First, the Midwest tour continues, tomorrow (Saturday) in Urbana; Sunday in Bloomington, Indiana; Wednesday in Chicago; Friday in Louisville (the latter two are Dylan-oriented, in the Dylan distilleries, with whiskey flights included). Details at https://elijahwald.com/2026concertdates.html
On to the music:
This is by a Uruguayan songwriter and singer, Daniel Viglietti. I learned this from Victor Jara‘s recording, and didn’t hear Viglietti’s until much later, but he was another prominent figure in the Latin American nueva cancion (new song) movement.

It is a Spanish “This Land Is Your Land,” a song against private property, borders, and capitalism. Alambre is Spanish for “wire,” and by extension, “fence” — in US border slang, undocumented immigrants were at times called alambristas, people who had crossed the fence — and to desalambrar is to tear down the fences:
I ask those present if they have never thought
That this earth belongs to all of us, and not to whoever has the most.
I ask whether on earth you have never thought
That if the hands are ours, so is what they produce.
Tear down the fences, tear down the fences
The earth is ours, yours, and theirs
Of Pedro and Maria, of Juan and Jose.
If my song bothers anyone who does not want to hear it
I assure you that they are a gringo or an owner/boss of this country.
And I ask of those present, or I tell you, in answer,
That this earth belongs to all of us, and not to whoever has the most.
Jara changed one phrase to make the song more universal rather than specifically about Uruguay, and I’ve changed a few words through tricks of memory, but that’s the theme — and it is more important than ever.

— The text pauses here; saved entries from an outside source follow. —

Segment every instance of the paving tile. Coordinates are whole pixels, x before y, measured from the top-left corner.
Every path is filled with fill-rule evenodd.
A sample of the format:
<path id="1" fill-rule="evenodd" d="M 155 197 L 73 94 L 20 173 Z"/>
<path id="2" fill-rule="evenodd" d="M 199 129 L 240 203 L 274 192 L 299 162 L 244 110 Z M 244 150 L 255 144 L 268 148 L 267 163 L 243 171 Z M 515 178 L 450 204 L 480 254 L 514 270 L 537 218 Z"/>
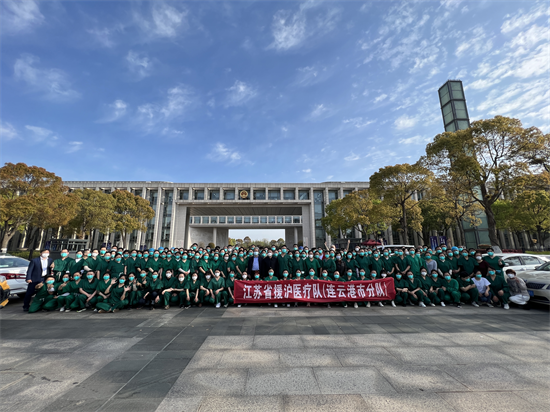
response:
<path id="1" fill-rule="evenodd" d="M 397 358 L 387 349 L 373 347 L 342 348 L 335 350 L 342 366 L 391 365 Z"/>
<path id="2" fill-rule="evenodd" d="M 536 406 L 511 392 L 477 392 L 465 396 L 464 393 L 440 393 L 457 412 L 538 412 Z"/>
<path id="3" fill-rule="evenodd" d="M 246 395 L 318 394 L 319 386 L 311 368 L 249 369 Z"/>
<path id="4" fill-rule="evenodd" d="M 544 339 L 523 332 L 487 333 L 486 335 L 499 342 L 512 345 L 543 345 L 545 343 Z"/>
<path id="5" fill-rule="evenodd" d="M 300 335 L 254 336 L 254 349 L 298 349 L 304 348 Z"/>
<path id="6" fill-rule="evenodd" d="M 226 350 L 218 368 L 273 368 L 282 366 L 277 350 Z"/>
<path id="7" fill-rule="evenodd" d="M 206 396 L 200 404 L 201 411 L 217 412 L 283 412 L 282 396 Z"/>
<path id="8" fill-rule="evenodd" d="M 302 341 L 306 348 L 345 348 L 353 347 L 349 336 L 338 335 L 314 335 L 302 336 Z"/>
<path id="9" fill-rule="evenodd" d="M 187 369 L 216 368 L 222 356 L 221 350 L 198 350 L 187 364 Z"/>
<path id="10" fill-rule="evenodd" d="M 500 342 L 486 333 L 440 333 L 439 335 L 452 341 L 453 345 L 461 346 L 498 345 Z"/>
<path id="11" fill-rule="evenodd" d="M 525 365 L 519 365 L 520 369 Z M 527 381 L 517 372 L 511 372 L 500 365 L 439 365 L 446 372 L 471 391 L 524 390 L 533 388 L 533 382 Z M 455 390 L 462 385 L 457 385 Z M 452 390 L 450 390 L 452 391 Z"/>
<path id="12" fill-rule="evenodd" d="M 252 349 L 254 336 L 209 336 L 201 349 Z"/>
<path id="13" fill-rule="evenodd" d="M 244 395 L 246 369 L 186 369 L 168 392 L 168 398 Z"/>
<path id="14" fill-rule="evenodd" d="M 365 335 L 350 335 L 352 346 L 360 348 L 370 348 L 372 346 L 402 346 L 401 341 L 389 333 L 365 334 Z"/>
<path id="15" fill-rule="evenodd" d="M 367 410 L 361 395 L 286 395 L 284 401 L 285 412 L 363 412 Z"/>
<path id="16" fill-rule="evenodd" d="M 280 365 L 291 368 L 342 366 L 336 356 L 336 350 L 326 348 L 316 349 L 282 349 L 279 351 Z"/>
<path id="17" fill-rule="evenodd" d="M 374 367 L 314 368 L 322 394 L 395 393 Z"/>
<path id="18" fill-rule="evenodd" d="M 438 333 L 408 333 L 396 336 L 403 346 L 454 346 L 454 343 Z"/>
<path id="19" fill-rule="evenodd" d="M 164 398 L 157 407 L 158 412 L 197 412 L 202 396 L 184 398 Z"/>
<path id="20" fill-rule="evenodd" d="M 440 392 L 467 390 L 467 388 L 457 379 L 454 379 L 445 373 L 445 371 L 434 366 L 396 363 L 393 365 L 379 366 L 378 370 L 397 390 L 397 392 Z"/>
<path id="21" fill-rule="evenodd" d="M 548 410 L 550 408 L 550 391 L 515 391 L 517 396 L 525 399 L 532 405 L 535 405 L 539 410 Z"/>
<path id="22" fill-rule="evenodd" d="M 462 394 L 462 396 L 470 396 Z M 377 412 L 454 412 L 451 403 L 437 393 L 364 394 L 365 406 Z M 476 410 L 476 409 L 472 409 Z"/>
<path id="23" fill-rule="evenodd" d="M 101 411 L 105 412 L 154 412 L 158 405 L 162 402 L 162 398 L 130 398 L 118 399 L 114 398 L 109 401 Z"/>

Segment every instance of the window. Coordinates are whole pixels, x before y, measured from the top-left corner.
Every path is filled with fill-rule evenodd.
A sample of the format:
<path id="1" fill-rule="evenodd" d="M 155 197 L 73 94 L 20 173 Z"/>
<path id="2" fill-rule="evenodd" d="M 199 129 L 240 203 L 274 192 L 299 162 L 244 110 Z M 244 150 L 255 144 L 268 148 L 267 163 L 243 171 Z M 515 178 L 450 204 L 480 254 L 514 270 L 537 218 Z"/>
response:
<path id="1" fill-rule="evenodd" d="M 466 130 L 469 127 L 470 127 L 470 124 L 468 123 L 467 120 L 459 120 L 458 121 L 458 129 L 459 130 Z"/>
<path id="2" fill-rule="evenodd" d="M 224 200 L 235 200 L 235 191 L 234 190 L 224 190 L 223 191 Z"/>
<path id="3" fill-rule="evenodd" d="M 180 190 L 180 200 L 189 200 L 189 189 Z"/>
<path id="4" fill-rule="evenodd" d="M 269 200 L 281 200 L 281 191 L 280 190 L 270 190 L 267 192 Z"/>
<path id="5" fill-rule="evenodd" d="M 441 101 L 441 106 L 446 104 L 449 100 L 451 100 L 449 96 L 449 86 L 445 85 L 441 89 L 439 89 L 439 100 Z"/>
<path id="6" fill-rule="evenodd" d="M 210 221 L 210 218 L 208 216 L 203 216 L 202 217 L 202 224 L 208 224 Z"/>
<path id="7" fill-rule="evenodd" d="M 446 132 L 456 132 L 456 127 L 455 127 L 454 122 L 451 123 L 451 124 L 448 124 L 447 126 L 445 126 L 445 131 Z"/>
<path id="8" fill-rule="evenodd" d="M 275 223 L 275 216 L 269 216 L 269 223 Z"/>
<path id="9" fill-rule="evenodd" d="M 209 190 L 210 200 L 220 200 L 220 191 L 219 190 Z"/>
<path id="10" fill-rule="evenodd" d="M 227 223 L 232 225 L 235 223 L 235 218 L 233 216 L 227 216 Z"/>
<path id="11" fill-rule="evenodd" d="M 309 190 L 299 190 L 298 199 L 300 200 L 309 200 Z"/>
<path id="12" fill-rule="evenodd" d="M 294 216 L 292 223 L 300 223 L 300 216 Z"/>
<path id="13" fill-rule="evenodd" d="M 512 257 L 504 259 L 504 264 L 506 266 L 521 266 L 522 265 L 521 259 L 519 258 L 519 256 L 512 256 Z"/>
<path id="14" fill-rule="evenodd" d="M 142 193 L 142 190 L 141 190 L 141 189 L 136 189 L 136 190 L 134 191 L 134 195 L 139 196 L 139 197 L 141 197 L 141 193 Z"/>
<path id="15" fill-rule="evenodd" d="M 210 216 L 210 223 L 218 223 L 218 216 Z"/>
<path id="16" fill-rule="evenodd" d="M 455 111 L 457 119 L 467 119 L 468 113 L 466 113 L 466 103 L 459 100 L 455 102 Z"/>
<path id="17" fill-rule="evenodd" d="M 265 200 L 265 190 L 254 190 L 254 200 Z"/>
<path id="18" fill-rule="evenodd" d="M 277 223 L 283 223 L 283 217 L 277 216 Z"/>
<path id="19" fill-rule="evenodd" d="M 262 216 L 262 217 L 260 218 L 260 223 L 267 223 L 267 216 Z M 270 222 L 270 223 L 271 223 L 271 222 Z M 273 222 L 273 223 L 275 223 L 275 222 Z"/>
<path id="20" fill-rule="evenodd" d="M 256 220 L 258 220 L 258 218 L 256 218 Z M 237 222 L 239 223 L 239 222 Z M 245 216 L 244 217 L 244 223 L 250 223 L 250 216 Z M 258 223 L 258 222 L 255 222 L 255 223 Z"/>
<path id="21" fill-rule="evenodd" d="M 194 221 L 193 221 L 194 224 L 198 225 L 198 224 L 201 223 L 201 218 L 200 218 L 200 216 L 195 216 L 193 219 L 194 219 Z"/>
<path id="22" fill-rule="evenodd" d="M 447 124 L 452 121 L 453 118 L 453 106 L 451 105 L 451 103 L 443 106 L 443 122 Z"/>
<path id="23" fill-rule="evenodd" d="M 294 190 L 283 190 L 283 199 L 284 200 L 294 200 L 296 194 Z"/>
<path id="24" fill-rule="evenodd" d="M 220 224 L 225 223 L 225 216 L 220 216 Z"/>
<path id="25" fill-rule="evenodd" d="M 292 223 L 292 216 L 285 216 L 285 223 Z"/>
<path id="26" fill-rule="evenodd" d="M 242 224 L 243 223 L 243 217 L 242 216 L 237 216 L 235 218 L 235 223 L 237 224 Z"/>
<path id="27" fill-rule="evenodd" d="M 539 258 L 536 258 L 534 256 L 522 256 L 521 257 L 523 259 L 523 263 L 525 265 L 535 265 L 535 266 L 538 266 L 540 265 L 542 262 L 542 260 L 540 260 Z"/>
<path id="28" fill-rule="evenodd" d="M 346 197 L 347 195 L 349 195 L 351 192 L 353 192 L 353 190 L 344 190 L 344 197 Z"/>
<path id="29" fill-rule="evenodd" d="M 204 200 L 204 190 L 195 189 L 195 200 Z"/>
<path id="30" fill-rule="evenodd" d="M 451 90 L 453 91 L 453 99 L 464 99 L 462 85 L 459 82 L 451 82 Z"/>
<path id="31" fill-rule="evenodd" d="M 260 218 L 258 216 L 252 216 L 252 223 L 260 223 Z"/>
<path id="32" fill-rule="evenodd" d="M 328 202 L 338 199 L 338 190 L 329 190 L 328 191 Z"/>

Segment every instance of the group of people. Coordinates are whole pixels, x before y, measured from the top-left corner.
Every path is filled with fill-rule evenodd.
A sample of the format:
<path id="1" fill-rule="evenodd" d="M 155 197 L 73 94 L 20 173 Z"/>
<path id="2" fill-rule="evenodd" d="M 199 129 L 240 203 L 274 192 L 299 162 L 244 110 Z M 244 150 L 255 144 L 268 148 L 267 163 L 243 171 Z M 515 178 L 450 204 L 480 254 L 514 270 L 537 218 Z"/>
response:
<path id="1" fill-rule="evenodd" d="M 395 299 L 386 304 L 393 307 L 461 307 L 469 303 L 509 309 L 510 302 L 525 305 L 529 300 L 525 282 L 511 269 L 505 276 L 504 263 L 491 248 L 482 254 L 444 244 L 435 249 L 356 246 L 339 250 L 335 246 L 309 248 L 297 244 L 292 248 L 203 248 L 195 243 L 190 249 L 159 247 L 145 251 L 103 247 L 78 251 L 74 259 L 68 250 L 62 250 L 55 260 L 49 254 L 43 250 L 29 264 L 23 304 L 29 313 L 228 307 L 235 304 L 235 280 L 353 282 L 392 277 Z M 346 302 L 340 304 L 348 306 Z M 290 303 L 284 305 L 290 307 Z M 353 306 L 370 307 L 371 302 L 355 302 Z"/>

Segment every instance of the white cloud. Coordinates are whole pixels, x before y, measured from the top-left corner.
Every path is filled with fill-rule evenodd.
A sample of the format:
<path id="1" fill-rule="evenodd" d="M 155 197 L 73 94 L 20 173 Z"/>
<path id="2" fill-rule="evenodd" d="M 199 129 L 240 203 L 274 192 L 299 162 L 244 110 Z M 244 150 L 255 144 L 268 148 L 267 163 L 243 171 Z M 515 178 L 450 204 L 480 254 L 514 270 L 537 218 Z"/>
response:
<path id="1" fill-rule="evenodd" d="M 114 122 L 126 114 L 126 109 L 128 105 L 124 100 L 115 100 L 113 103 L 106 105 L 105 116 L 98 120 L 98 123 L 110 123 Z"/>
<path id="2" fill-rule="evenodd" d="M 380 96 L 378 96 L 378 97 L 376 97 L 376 99 L 374 99 L 374 103 L 380 103 L 381 101 L 385 100 L 386 97 L 388 97 L 388 95 L 382 93 Z"/>
<path id="3" fill-rule="evenodd" d="M 44 22 L 36 1 L 3 0 L 1 3 L 2 27 L 7 33 L 30 32 Z"/>
<path id="4" fill-rule="evenodd" d="M 329 109 L 324 104 L 317 104 L 309 114 L 310 119 L 316 119 L 327 113 Z"/>
<path id="5" fill-rule="evenodd" d="M 304 169 L 302 170 L 302 173 L 311 173 L 311 169 Z"/>
<path id="6" fill-rule="evenodd" d="M 289 10 L 277 11 L 271 25 L 273 42 L 268 48 L 283 51 L 297 48 L 308 38 L 332 31 L 340 18 L 339 10 L 329 8 L 315 13 L 314 9 L 318 5 L 310 1 L 302 3 L 295 13 Z M 308 12 L 311 14 L 309 18 Z"/>
<path id="7" fill-rule="evenodd" d="M 157 38 L 174 38 L 186 29 L 188 11 L 178 9 L 164 2 L 154 2 L 151 16 L 135 15 L 138 25 L 146 35 Z"/>
<path id="8" fill-rule="evenodd" d="M 431 139 L 429 137 L 422 137 L 422 136 L 413 136 L 408 137 L 405 139 L 399 139 L 399 143 L 401 144 L 426 144 Z"/>
<path id="9" fill-rule="evenodd" d="M 168 89 L 163 101 L 139 106 L 137 122 L 140 126 L 151 129 L 161 122 L 179 120 L 193 103 L 193 93 L 187 86 L 172 87 Z"/>
<path id="10" fill-rule="evenodd" d="M 97 41 L 99 44 L 101 44 L 103 47 L 111 48 L 115 46 L 115 42 L 112 39 L 113 35 L 122 30 L 122 26 L 115 26 L 113 28 L 107 28 L 104 27 L 102 29 L 100 28 L 94 28 L 94 29 L 88 29 L 88 33 L 92 35 L 92 37 Z"/>
<path id="11" fill-rule="evenodd" d="M 252 86 L 236 80 L 233 86 L 227 89 L 225 106 L 240 106 L 257 95 L 256 89 Z"/>
<path id="12" fill-rule="evenodd" d="M 356 155 L 355 153 L 351 152 L 349 156 L 344 157 L 344 160 L 346 162 L 355 162 L 356 160 L 359 160 L 361 156 Z"/>
<path id="13" fill-rule="evenodd" d="M 151 75 L 152 62 L 143 53 L 136 53 L 132 50 L 126 55 L 126 63 L 130 71 L 137 76 L 139 80 Z"/>
<path id="14" fill-rule="evenodd" d="M 456 49 L 455 55 L 462 57 L 465 54 L 477 56 L 488 53 L 493 48 L 492 38 L 488 38 L 483 27 L 475 27 L 472 30 L 472 37 L 460 43 Z"/>
<path id="15" fill-rule="evenodd" d="M 369 124 L 373 124 L 375 122 L 376 122 L 376 119 L 368 120 L 368 119 L 364 119 L 362 117 L 354 117 L 353 119 L 344 119 L 344 120 L 342 120 L 342 123 L 353 125 L 357 129 L 362 129 L 363 127 L 368 126 Z"/>
<path id="16" fill-rule="evenodd" d="M 82 149 L 83 145 L 83 142 L 69 142 L 65 153 L 78 152 L 80 149 Z"/>
<path id="17" fill-rule="evenodd" d="M 297 70 L 298 75 L 294 84 L 302 87 L 324 82 L 331 75 L 331 71 L 324 66 L 311 65 L 300 67 Z"/>
<path id="18" fill-rule="evenodd" d="M 80 96 L 71 88 L 67 74 L 60 69 L 43 69 L 37 67 L 38 57 L 23 54 L 15 61 L 13 71 L 15 78 L 23 80 L 34 91 L 48 100 L 68 101 Z"/>
<path id="19" fill-rule="evenodd" d="M 406 114 L 399 116 L 395 122 L 394 126 L 397 130 L 404 130 L 404 129 L 410 129 L 411 127 L 414 127 L 414 125 L 418 122 L 418 118 L 416 117 L 409 117 Z"/>
<path id="20" fill-rule="evenodd" d="M 283 133 L 288 132 L 288 127 L 286 127 L 286 126 L 281 127 L 281 131 L 282 131 Z"/>
<path id="21" fill-rule="evenodd" d="M 208 157 L 214 161 L 229 163 L 237 163 L 241 160 L 241 155 L 236 150 L 232 150 L 224 143 L 219 142 L 214 145 Z"/>
<path id="22" fill-rule="evenodd" d="M 534 24 L 527 31 L 520 32 L 507 46 L 521 47 L 522 50 L 525 50 L 544 40 L 548 40 L 548 28 Z"/>
<path id="23" fill-rule="evenodd" d="M 550 8 L 548 8 L 547 2 L 537 3 L 528 12 L 520 11 L 519 13 L 514 13 L 513 17 L 502 23 L 500 31 L 502 33 L 509 33 L 513 30 L 521 29 L 522 27 L 533 23 L 539 17 L 549 15 Z M 510 15 L 507 15 L 506 17 L 510 17 Z"/>
<path id="24" fill-rule="evenodd" d="M 44 127 L 26 125 L 25 129 L 31 132 L 30 137 L 35 142 L 45 141 L 49 144 L 55 144 L 55 142 L 59 140 L 59 137 L 55 132 Z"/>
<path id="25" fill-rule="evenodd" d="M 0 140 L 7 141 L 18 137 L 17 130 L 11 123 L 0 123 Z"/>
<path id="26" fill-rule="evenodd" d="M 162 134 L 165 136 L 181 136 L 185 134 L 183 130 L 172 129 L 171 127 L 165 127 L 162 129 Z"/>

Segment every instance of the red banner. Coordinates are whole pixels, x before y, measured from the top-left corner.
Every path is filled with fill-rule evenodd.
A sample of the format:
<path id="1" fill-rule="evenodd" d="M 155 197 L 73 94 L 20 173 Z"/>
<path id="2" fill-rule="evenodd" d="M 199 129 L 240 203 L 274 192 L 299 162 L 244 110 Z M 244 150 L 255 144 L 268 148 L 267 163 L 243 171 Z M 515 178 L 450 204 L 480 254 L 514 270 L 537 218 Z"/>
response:
<path id="1" fill-rule="evenodd" d="M 235 281 L 235 303 L 377 302 L 393 300 L 393 278 L 366 281 L 327 280 Z"/>

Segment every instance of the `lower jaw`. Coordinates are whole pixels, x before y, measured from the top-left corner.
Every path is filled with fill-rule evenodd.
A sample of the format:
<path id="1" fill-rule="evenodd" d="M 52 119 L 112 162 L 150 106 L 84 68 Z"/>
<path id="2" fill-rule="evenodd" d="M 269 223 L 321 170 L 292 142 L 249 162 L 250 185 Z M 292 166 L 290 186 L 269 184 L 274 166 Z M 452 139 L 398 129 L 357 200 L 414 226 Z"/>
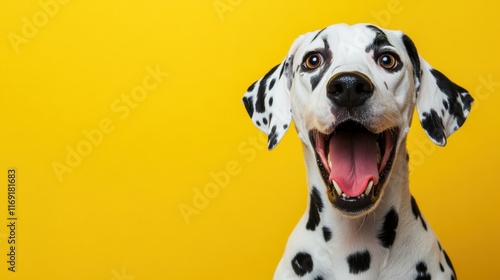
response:
<path id="1" fill-rule="evenodd" d="M 381 188 L 376 191 L 372 191 L 370 195 L 362 195 L 362 197 L 357 198 L 347 198 L 338 195 L 334 188 L 328 186 L 327 194 L 333 208 L 338 210 L 342 215 L 349 218 L 357 218 L 363 216 L 373 209 L 375 209 L 378 204 Z"/>

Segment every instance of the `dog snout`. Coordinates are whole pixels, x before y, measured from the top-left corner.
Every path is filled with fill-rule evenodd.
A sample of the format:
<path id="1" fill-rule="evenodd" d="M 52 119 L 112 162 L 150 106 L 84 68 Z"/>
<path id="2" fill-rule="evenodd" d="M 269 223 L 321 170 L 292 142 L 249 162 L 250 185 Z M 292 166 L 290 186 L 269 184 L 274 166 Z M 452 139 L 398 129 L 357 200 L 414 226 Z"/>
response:
<path id="1" fill-rule="evenodd" d="M 326 94 L 335 104 L 345 108 L 362 105 L 373 95 L 370 79 L 359 72 L 342 72 L 330 78 Z"/>

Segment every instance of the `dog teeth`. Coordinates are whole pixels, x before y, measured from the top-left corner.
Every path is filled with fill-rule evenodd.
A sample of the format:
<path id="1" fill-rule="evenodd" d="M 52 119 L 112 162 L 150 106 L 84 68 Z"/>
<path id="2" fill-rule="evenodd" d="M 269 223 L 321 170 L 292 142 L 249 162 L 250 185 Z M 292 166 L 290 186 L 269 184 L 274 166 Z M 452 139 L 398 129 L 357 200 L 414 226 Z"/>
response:
<path id="1" fill-rule="evenodd" d="M 366 191 L 365 191 L 365 195 L 370 195 L 370 192 L 372 191 L 373 189 L 373 180 L 370 180 L 370 182 L 368 182 L 368 186 L 366 187 Z"/>
<path id="2" fill-rule="evenodd" d="M 332 170 L 332 160 L 330 159 L 330 153 L 328 153 L 328 167 L 330 167 L 330 171 Z"/>
<path id="3" fill-rule="evenodd" d="M 335 188 L 335 192 L 343 197 L 343 198 L 351 198 L 350 196 L 348 196 L 345 192 L 342 192 L 342 189 L 340 188 L 339 184 L 337 184 L 337 182 L 335 182 L 335 180 L 332 180 L 332 184 L 333 184 L 333 187 Z M 365 196 L 369 196 L 370 195 L 370 192 L 372 191 L 373 189 L 373 181 L 370 180 L 370 182 L 368 182 L 368 187 L 366 187 L 366 191 L 362 194 L 360 194 L 358 197 L 356 197 L 357 199 L 361 199 L 361 198 L 364 198 Z"/>
<path id="4" fill-rule="evenodd" d="M 335 180 L 332 180 L 333 187 L 335 188 L 335 191 L 339 194 L 342 195 L 342 189 L 340 188 L 339 184 L 335 182 Z"/>

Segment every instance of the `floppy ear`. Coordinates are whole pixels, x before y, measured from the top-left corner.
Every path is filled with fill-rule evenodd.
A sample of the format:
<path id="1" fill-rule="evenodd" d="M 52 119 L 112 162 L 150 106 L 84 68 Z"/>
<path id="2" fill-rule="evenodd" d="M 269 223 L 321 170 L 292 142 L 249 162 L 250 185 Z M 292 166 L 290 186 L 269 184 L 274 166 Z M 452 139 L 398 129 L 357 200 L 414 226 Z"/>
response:
<path id="1" fill-rule="evenodd" d="M 243 104 L 253 123 L 268 136 L 269 150 L 278 144 L 292 121 L 292 62 L 300 42 L 302 36 L 295 40 L 285 60 L 253 83 L 243 97 Z"/>
<path id="2" fill-rule="evenodd" d="M 420 123 L 432 142 L 444 146 L 464 124 L 474 99 L 422 59 L 408 36 L 403 35 L 402 40 L 413 64 Z"/>

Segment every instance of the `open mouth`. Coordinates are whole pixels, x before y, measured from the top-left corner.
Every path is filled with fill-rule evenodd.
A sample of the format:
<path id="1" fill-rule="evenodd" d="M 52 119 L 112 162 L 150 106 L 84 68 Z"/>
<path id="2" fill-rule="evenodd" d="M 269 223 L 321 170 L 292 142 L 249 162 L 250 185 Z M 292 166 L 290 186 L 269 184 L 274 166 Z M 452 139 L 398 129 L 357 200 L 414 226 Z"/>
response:
<path id="1" fill-rule="evenodd" d="M 391 170 L 398 134 L 395 128 L 375 134 L 352 120 L 328 135 L 311 130 L 316 162 L 335 208 L 355 216 L 376 205 Z"/>

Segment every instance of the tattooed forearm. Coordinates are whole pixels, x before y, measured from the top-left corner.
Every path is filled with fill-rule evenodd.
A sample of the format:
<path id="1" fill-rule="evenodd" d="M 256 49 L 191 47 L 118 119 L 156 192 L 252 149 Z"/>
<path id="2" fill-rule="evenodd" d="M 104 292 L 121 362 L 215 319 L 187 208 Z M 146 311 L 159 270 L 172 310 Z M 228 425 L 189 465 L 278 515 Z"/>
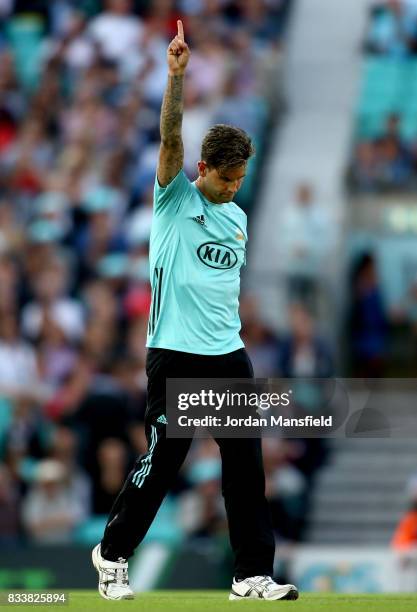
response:
<path id="1" fill-rule="evenodd" d="M 161 140 L 166 145 L 178 145 L 181 142 L 183 84 L 183 75 L 168 77 L 160 121 Z"/>
<path id="2" fill-rule="evenodd" d="M 184 41 L 182 21 L 177 21 L 178 34 L 167 50 L 168 83 L 162 101 L 160 132 L 161 146 L 157 176 L 161 187 L 166 187 L 177 176 L 184 162 L 184 146 L 181 137 L 183 113 L 184 73 L 190 50 Z"/>

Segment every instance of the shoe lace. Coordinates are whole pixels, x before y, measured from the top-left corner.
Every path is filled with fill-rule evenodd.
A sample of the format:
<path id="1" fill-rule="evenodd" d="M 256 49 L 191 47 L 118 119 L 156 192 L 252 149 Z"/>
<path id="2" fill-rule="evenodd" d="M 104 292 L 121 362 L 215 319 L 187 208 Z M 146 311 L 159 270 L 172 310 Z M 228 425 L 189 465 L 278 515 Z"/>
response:
<path id="1" fill-rule="evenodd" d="M 276 589 L 277 584 L 274 580 L 272 580 L 271 576 L 264 576 L 264 584 L 269 591 L 270 589 Z"/>
<path id="2" fill-rule="evenodd" d="M 271 576 L 255 576 L 255 580 L 265 591 L 270 591 L 276 587 L 276 583 L 272 580 Z"/>
<path id="3" fill-rule="evenodd" d="M 124 564 L 126 563 L 126 559 L 119 557 L 117 562 Z M 109 577 L 108 582 L 113 582 L 118 586 L 129 586 L 129 576 L 127 567 L 118 567 L 116 569 L 106 568 L 104 572 Z"/>
<path id="4" fill-rule="evenodd" d="M 123 559 L 122 557 L 118 558 L 118 562 L 119 563 L 126 563 L 126 559 Z M 129 578 L 128 578 L 128 574 L 127 574 L 127 567 L 118 567 L 116 569 L 116 584 L 118 585 L 128 585 L 129 584 Z"/>

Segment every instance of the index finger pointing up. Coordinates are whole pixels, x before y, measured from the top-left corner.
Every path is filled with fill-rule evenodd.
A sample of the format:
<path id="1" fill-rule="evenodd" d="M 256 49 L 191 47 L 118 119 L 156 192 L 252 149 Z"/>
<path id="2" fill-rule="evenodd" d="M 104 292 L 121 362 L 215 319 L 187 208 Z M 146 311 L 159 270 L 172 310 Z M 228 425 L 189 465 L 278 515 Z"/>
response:
<path id="1" fill-rule="evenodd" d="M 183 28 L 183 25 L 182 25 L 182 21 L 181 21 L 181 19 L 178 19 L 178 21 L 177 21 L 177 27 L 178 27 L 178 35 L 177 35 L 177 36 L 178 36 L 178 38 L 179 38 L 180 40 L 182 40 L 182 41 L 183 41 L 183 40 L 184 40 L 184 28 Z"/>

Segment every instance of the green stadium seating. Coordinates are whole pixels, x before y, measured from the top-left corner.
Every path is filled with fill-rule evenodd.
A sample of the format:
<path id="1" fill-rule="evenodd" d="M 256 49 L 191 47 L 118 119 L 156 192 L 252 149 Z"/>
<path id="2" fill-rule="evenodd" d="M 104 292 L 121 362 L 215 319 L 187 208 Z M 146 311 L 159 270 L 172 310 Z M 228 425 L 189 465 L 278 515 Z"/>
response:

I’ve got another blog, The Pursuit of Happiness, where I write about borders and nationalism, the poison of our times. We are living in a period when, due to global warming, wars, despotic governments, and other causes, many millions of people have to leave the places where they are living. There are many ways to deal with that situation, but the first thing to understand is that its principle threat is to those people, not to those of us living in the countries to which they might wish to go.
The second thing is that building stronger borders to keep them out is a form of mass murder, in some situations rising to the level of genocide. It is not just a sin of omission, it is a murderous aggression
— and for those of us who are only here because our parents (my mother, for example) were able to flee other places, it is an obligation to do what we can to tear down those borders.
Throughout human history, people have moved when the places they lived became unlivable; virtually all of us are descended from people who spread around the world in earlier times. National borders are not new, but in most periods and places they were not intended to keep people from moving, nor were they regularly patrolled — and, to the extent they were patrolled, it was typically to control the flow of goods, not of people. Passports, in the modern sense, are barely a century old.
Obviously, it is a problem when too many people move to an area that cannot support more people. But the richest countries, the countries most harshly opposing immigration, are not keeping people out because we cannot support them. On the contrary, the point is to trap them in places that are less able to support them, where they produce the raw materials and cheap goods that make it possible for us to live much better than them, and to maintain that imbalance rather than sharing the wealth.
The United States, while frequently led by people who fulminate about the danger of immigration, has been conducting an experiment for years in what happens if you allow large, free movements of people. Millions of us have moved and are currently moving in search of better jobs, cheaper housing, and for all sorts of reasons. We have seen numerous large migrations over the last century or so, including the Great Migration of Blacks from the Southeast, of Southwestern farmers out of the Dust Bowl… and when we wanted to stem those flows, have passed laws and established rights that somewhat equalized and balanced the push and pull factors. I’m not pretending that has always been a pretty story, but with some ghastly exceptions — none of them involving people of majority-European heritage — we have not tried to prevent those migrations by erecting borders and forbidding movement.
Bottom line: freedom of movement is one of the most basic human rights. And… I’ve written a lot more about this, but Woody Guthrie and Daniel Viglietti said it all more eloquently and simply.